In The Mammoth Book of Best Crime Comics (Robinson, £12.99/£11.69), the editor, Paul Gravett, has done more magic digging, this time in the lost world of crime comics, and excavated 24 short pieces spanning nearly 75 years. The usual practitioners of crime are all here: Ed McBain, Will Eisner, Dashiel Hammett, Mickey Spillane, even Alan Moore and Neil Gaiman, but there are genuine finds, such as the first English outing for the Milanesi Commissario Spada, by Gianluigi Gonano and Gianni De Luca, or the female detective, Ms Tree (geddit?), by Max Allan Collins and Terry Beatty. A box of unmitigated delights.
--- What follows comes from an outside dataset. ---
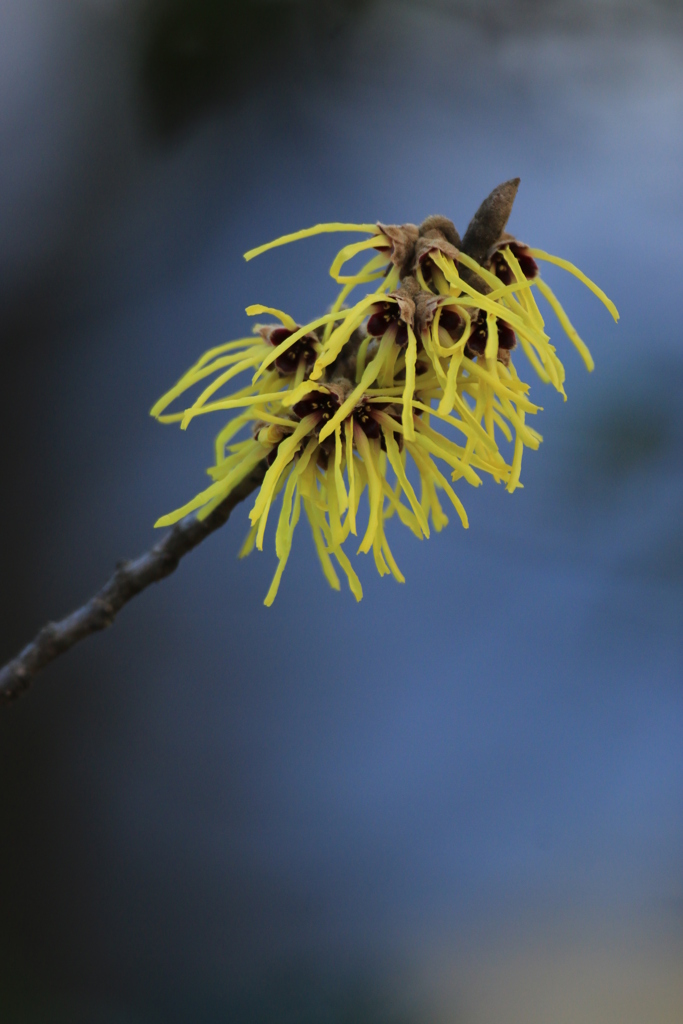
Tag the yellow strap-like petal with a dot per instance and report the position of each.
(307, 232)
From an anthology of crime short stories, we arrive at a crime “novel” with Incognegro (Vertigo, £12.99/£11.69) by Mat Johnson and Warren Pleece. It is a complex and harrowing work that holds up a mirror to a toxic chapter in American history: race lynching in the Deep South. “Going incognegro” was the term used of the risky infiltration of white mobs by light-skinned blacks to witness the murders first hand and write about them. Our hero, Zane Pinchback, is one such journalist at the time of the Harlem Renaissance. He travels to Mississippi incognegro to save his brother, accused of murdering a white woman. A twisty, flawlessly paced, rich, dense thriller, it is also a chilling social document and a layered, effortlessly entertaining meditation on identity and self-fashioning.
Talking of crime, those of us who think that Jeremy Clarkson is one of the greatest wrong turnings taken by British culture now have Rumble Strip (Myriad, £12.99/£11.69), by Woodrow Phoenix, as the perfect corrective. Drawn in crystal-clear black and white, this polemic against the car and the pervasive car culture that now infects us like an incurable disease weighs the cost of our automobile dependency to the last penny, literal and metaphorical. It is an angry essay on late-capitalist culture, an alarm bell, a long, hypnotic visual poem and a rigorous argument all rolled into one utterly original work of genius. It should be made mandatory reading for everyone, everywhere.
Funeral of the Heart (Fantagraphics, £9.99/£9.49), by Leah Hayes, is a bizarre, disturbing debut collection executed entirely in scratchboard. The stark beauty of the black-and-white medium, already hallucinatory, is intensified by the fairytale-like surrealness of the five stories that constitute the book. By turns menacing, cruel, tender and freakish, these stories, with their gallery of characters that reminds you of figures from Botero or Stanley Spencer, seem to have stepped out from Hayes's rich, febrile dreams.